In other words, plant chemistry directly impacts the distribution, behavior, and abundance of plant-eating animals, which shapes the distribution, behavior, and abundance of predators. These factors then determine which nutrients are returned to the soil, how fast decomposition proceeds, how nitrogen is recycled, how carbon is utilized, and countless other aspects of soil ecology. Furthermore, all these dynamics are bi-directional, working up and down the chain of causation in endless, ever-changing loops of energy.

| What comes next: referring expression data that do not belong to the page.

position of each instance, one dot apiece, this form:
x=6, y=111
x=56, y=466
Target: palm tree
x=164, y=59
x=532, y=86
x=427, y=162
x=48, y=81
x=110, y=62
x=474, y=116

One key understanding that scientists are taking from the raft of new studies in this field is that species exist in complex webs of synergistic relationships. When a species is removed, or goes extinct, long-term changes in plant communities and soil ecology expand outward in profound ways that no one realized before.
Additional Resources:
Today's topic was inspired by a fascinating book called The Phytochemical Landscape by Mark Hunter. Unfortunately, this is an exceedingly dense book with a bibliography that spans 69 pages, but if you're willing to tackle it, the book is filled with hundreds of case studies and astonishing insights that were new to me.
For the extra-nerdy, I also found a link to the full text of a book called Plant Secondary Metabolism. A book like this is better used as a reference handbook, but the secondary compounds in plants is an incredible thing to study because they explain so much about the world around us.
And, one thing that makes secondary compounds so interesting is their medicinal properties. Not only does this matter to humans, but flies, moths, ants, and bees have all been documented using phytochemicals as medicines. If you know someone who is an herbalist, they might enjoy this paper Modes of Action of Herbal Medicines and Plant Secondary Metabolites.